En fin, que Kosovo es un país falso, tan inventado como Panamá cuando al bruto del garrote se le ocurrió que el Canal debía de hacerlo en una colonia surgida de su imaginación y no en una provincia colombiana sujeta a las leyes de Bogotá (los deudos de los 20,000 trabajadores muertos en la obra no merecieron la indemnización que Colombia habría planteado).
Lo surrealista es que España no reconoce a Kosovo como república independiente. Y no lo hace porque los nacionalismos vasco, catalán y hasta el gallego tienen vocación centrífuga y puede ser que algún día el síndrome de Kosovo prenda como epidemia en esas autonomías. Y ya veremos quién bombardea a quién.
Entonces viene la pregunta: si España no reconoce a Kosovo, ¿qué hacían sus tropas en Pristina, la capital de aquel país fraguado en Washington, cuidando precisamente de que a Kosovo no lo vaya a retar el revanchismo serbio? ¿Estás cuidando las fronteras de un país que has negado? ¿Se puede ser más idiota?

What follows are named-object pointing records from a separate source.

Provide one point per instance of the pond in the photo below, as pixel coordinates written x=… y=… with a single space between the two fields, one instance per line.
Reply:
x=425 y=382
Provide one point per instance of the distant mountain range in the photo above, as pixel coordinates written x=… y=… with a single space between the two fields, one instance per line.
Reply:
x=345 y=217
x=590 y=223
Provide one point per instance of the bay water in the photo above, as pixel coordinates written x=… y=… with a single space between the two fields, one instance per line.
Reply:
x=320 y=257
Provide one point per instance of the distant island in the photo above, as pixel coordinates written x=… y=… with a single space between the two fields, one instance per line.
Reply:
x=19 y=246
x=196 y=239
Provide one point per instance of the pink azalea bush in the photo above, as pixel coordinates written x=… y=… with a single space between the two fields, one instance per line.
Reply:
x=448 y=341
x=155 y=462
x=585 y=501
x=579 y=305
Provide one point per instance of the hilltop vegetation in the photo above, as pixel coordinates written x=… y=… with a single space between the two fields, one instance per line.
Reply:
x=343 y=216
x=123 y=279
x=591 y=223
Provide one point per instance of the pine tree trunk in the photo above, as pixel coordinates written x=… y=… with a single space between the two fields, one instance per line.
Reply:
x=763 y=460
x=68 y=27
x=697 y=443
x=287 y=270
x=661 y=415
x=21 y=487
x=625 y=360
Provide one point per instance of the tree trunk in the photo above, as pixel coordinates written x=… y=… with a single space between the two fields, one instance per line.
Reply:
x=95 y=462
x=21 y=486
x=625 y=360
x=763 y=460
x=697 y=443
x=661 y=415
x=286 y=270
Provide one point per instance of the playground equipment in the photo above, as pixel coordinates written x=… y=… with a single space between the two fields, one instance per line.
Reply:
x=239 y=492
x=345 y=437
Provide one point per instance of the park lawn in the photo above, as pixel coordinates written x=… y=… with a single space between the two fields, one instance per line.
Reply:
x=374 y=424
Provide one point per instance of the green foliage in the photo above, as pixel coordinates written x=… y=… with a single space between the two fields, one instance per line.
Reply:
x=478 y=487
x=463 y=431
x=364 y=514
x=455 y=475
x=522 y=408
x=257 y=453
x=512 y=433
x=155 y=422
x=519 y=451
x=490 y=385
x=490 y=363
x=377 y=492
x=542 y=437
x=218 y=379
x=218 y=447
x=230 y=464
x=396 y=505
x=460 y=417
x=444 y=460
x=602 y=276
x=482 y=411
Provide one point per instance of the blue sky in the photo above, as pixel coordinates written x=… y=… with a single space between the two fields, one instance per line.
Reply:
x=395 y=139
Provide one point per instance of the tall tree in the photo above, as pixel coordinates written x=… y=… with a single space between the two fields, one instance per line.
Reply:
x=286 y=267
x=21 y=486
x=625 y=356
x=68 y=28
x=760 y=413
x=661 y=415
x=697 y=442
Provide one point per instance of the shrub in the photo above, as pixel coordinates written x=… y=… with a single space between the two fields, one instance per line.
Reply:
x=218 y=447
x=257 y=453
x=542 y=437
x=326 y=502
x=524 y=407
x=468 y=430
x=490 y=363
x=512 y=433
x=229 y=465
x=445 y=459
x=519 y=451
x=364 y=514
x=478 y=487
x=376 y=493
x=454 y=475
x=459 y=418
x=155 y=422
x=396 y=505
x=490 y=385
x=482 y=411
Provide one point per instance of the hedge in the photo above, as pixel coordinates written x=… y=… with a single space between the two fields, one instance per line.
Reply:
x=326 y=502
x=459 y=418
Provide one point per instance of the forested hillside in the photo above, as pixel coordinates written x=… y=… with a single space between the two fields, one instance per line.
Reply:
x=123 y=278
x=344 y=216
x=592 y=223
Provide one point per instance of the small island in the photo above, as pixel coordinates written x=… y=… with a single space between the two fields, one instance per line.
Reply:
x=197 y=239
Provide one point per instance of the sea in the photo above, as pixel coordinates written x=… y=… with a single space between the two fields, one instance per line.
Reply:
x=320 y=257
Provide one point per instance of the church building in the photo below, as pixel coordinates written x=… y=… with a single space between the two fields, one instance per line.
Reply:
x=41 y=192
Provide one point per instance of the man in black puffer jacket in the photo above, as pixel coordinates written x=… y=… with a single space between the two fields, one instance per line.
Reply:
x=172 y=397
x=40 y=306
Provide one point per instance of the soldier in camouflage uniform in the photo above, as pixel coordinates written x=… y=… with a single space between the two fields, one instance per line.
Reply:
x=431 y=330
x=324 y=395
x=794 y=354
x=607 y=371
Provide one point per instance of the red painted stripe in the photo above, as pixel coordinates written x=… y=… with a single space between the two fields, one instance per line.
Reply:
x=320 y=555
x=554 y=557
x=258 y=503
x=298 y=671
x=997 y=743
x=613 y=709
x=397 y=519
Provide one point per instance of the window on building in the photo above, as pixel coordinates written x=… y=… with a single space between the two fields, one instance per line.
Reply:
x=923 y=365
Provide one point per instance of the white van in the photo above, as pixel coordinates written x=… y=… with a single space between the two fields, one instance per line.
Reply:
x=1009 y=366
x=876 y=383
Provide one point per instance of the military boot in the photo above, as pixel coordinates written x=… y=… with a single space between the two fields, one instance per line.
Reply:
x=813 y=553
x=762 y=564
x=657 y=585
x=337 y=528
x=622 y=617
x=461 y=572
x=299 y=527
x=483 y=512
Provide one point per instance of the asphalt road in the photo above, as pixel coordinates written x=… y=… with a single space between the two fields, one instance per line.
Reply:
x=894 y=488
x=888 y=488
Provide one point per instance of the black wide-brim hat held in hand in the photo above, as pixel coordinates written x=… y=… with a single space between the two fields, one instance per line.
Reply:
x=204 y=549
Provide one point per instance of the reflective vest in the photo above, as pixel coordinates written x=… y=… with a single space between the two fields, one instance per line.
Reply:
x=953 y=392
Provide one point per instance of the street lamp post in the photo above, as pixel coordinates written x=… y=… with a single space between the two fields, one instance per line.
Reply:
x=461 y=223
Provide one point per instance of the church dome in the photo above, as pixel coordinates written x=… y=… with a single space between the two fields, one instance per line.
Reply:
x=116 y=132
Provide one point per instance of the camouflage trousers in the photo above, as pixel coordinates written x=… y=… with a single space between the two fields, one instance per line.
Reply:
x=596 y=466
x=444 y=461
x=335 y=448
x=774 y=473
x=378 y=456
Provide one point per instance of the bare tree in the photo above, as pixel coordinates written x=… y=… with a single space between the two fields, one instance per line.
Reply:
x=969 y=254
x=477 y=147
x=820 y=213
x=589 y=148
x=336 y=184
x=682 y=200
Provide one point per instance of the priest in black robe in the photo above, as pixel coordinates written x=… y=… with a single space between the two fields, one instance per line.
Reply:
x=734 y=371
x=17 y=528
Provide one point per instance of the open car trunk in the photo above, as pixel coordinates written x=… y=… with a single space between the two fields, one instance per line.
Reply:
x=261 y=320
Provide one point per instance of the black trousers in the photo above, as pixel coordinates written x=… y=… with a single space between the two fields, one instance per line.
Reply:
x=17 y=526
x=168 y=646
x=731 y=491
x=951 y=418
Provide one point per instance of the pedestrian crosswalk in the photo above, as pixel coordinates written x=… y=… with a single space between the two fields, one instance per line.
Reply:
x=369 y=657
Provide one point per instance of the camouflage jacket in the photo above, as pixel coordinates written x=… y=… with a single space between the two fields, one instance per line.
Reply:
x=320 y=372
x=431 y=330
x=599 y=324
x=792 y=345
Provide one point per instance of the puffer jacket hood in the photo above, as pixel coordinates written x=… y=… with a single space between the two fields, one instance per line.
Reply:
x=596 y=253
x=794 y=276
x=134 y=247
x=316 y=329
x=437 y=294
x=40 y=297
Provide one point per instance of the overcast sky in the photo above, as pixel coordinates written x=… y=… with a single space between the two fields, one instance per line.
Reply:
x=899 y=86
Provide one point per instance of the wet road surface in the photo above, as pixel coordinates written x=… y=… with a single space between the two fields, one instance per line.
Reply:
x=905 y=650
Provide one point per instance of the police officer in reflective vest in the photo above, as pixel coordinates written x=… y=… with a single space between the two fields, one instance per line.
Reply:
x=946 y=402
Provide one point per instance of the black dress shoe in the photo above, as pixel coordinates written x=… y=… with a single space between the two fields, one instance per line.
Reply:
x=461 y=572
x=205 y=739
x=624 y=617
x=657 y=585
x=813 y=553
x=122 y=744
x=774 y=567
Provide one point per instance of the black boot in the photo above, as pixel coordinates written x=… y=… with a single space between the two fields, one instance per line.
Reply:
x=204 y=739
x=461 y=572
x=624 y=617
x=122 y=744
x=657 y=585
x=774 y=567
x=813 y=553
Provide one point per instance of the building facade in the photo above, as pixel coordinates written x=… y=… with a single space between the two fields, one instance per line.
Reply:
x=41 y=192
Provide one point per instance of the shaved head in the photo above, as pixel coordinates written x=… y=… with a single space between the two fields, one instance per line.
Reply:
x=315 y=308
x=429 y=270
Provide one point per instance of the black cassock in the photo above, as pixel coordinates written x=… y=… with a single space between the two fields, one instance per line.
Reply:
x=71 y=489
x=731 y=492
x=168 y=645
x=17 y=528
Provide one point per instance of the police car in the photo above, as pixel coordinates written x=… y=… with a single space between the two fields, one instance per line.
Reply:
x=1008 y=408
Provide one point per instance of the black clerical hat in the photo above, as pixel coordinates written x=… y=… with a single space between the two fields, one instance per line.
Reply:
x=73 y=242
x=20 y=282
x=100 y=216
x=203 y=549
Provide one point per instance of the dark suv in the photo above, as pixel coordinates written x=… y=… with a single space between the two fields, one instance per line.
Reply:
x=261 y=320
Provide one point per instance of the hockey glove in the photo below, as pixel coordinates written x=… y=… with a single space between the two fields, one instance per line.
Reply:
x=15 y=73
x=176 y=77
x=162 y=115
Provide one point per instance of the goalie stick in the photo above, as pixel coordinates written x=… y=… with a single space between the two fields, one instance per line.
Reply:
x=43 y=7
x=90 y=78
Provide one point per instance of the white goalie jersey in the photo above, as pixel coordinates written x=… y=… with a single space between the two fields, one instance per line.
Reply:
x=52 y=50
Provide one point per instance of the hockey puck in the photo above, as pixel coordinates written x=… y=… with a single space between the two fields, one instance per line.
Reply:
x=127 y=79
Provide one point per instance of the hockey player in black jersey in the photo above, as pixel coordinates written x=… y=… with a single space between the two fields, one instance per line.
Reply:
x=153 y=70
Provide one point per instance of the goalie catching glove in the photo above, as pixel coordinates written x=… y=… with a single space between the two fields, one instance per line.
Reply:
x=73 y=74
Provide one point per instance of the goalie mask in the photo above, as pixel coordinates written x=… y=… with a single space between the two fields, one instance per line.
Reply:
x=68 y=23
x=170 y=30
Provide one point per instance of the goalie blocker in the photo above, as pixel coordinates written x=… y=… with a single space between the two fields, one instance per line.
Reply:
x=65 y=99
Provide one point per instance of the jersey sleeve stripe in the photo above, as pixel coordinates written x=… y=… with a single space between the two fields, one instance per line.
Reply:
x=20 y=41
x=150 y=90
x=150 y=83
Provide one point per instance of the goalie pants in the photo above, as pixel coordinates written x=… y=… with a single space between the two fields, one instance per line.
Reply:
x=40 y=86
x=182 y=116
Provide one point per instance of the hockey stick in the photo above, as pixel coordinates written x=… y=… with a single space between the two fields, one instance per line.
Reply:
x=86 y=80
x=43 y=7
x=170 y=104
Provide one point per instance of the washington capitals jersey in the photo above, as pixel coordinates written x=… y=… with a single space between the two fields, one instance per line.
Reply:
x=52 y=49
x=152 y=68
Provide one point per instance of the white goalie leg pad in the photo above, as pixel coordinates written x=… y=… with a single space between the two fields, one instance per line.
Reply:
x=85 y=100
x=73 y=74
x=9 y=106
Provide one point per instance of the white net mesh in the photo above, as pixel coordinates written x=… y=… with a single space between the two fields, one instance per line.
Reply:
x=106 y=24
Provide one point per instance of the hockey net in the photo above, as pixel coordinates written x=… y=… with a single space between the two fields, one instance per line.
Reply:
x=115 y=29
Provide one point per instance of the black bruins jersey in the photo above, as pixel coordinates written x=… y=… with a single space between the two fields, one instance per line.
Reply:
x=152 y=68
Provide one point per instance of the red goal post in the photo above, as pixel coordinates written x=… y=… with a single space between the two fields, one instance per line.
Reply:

¿Qué hacían las tropas españolas en Kosovo? Pues cumplían órdenes de la OTAN, el portaaviones de los Estados Unidos más gran del mundo.
Así que cuando la ministra de Defensa española, Carmen Chacón, anunció hace poco que las tropas españolas se retirarían de Kosovo nada pudo sonar más coherente ni más sensato ni más decente.
Bastó que eso ocurriera, sin embargo, para que Washington dijera de inmediato que la actitud de España “era decepcionante”. Y bastó que la Casa Blanca abriera la boca para que la derecha española pusiera el grito en el cielo y dijera que no se podía poner las relaciones con los Estados Unidos en peligro, que Carmen Chacón había sido una irresponsable y que qué buenos fueron los tiempos de la rana René, o sea Aznar en las Azores y babeando inglés en Georgetown.
¿Y qué hizo Rodríguez Zapatero? ¿Respaldó a su ministra, que, evidentemente, sólo había expresado una decisión tomada en La Moncloa?
No sólo no la respaldó sino que mandó a Bernardino León, secretario general de la Presidencia, a decir que ya no había retiro y que la voluntad de España “es prolongar la estancia de las tropas mientras sea necesario”.
¿Se puede ser más insignificante? Bueno, sólo si hablamos de gobiernos como el de las Islas Marshall, un archipiélago radioactivo donde los Estados Unidos reventaron 67 bombas atómicas en la posguerra y cuyo producto de bandera es el cheque que Estados Unidos le pasa cada año para que sus 52,000 habitantes se sigan divirtiendo llenándose el cuerpo de tatuajes y hectolitros de alcohol.
Eso también se llama Orden Internacional. Ese orden que Alan García, hijo político de un ciudadano del mundo llamado Haya de la Torre, mira con miedo reverencial. El miedo de quien, ya sexagenario, tomó la decisión más importante de su vida: obedecer.
El tango “Cambalache” no era un tango. Era pura sabiduría. Y no lo escribió Santos Discépolo. Lo escribió Nostradamus.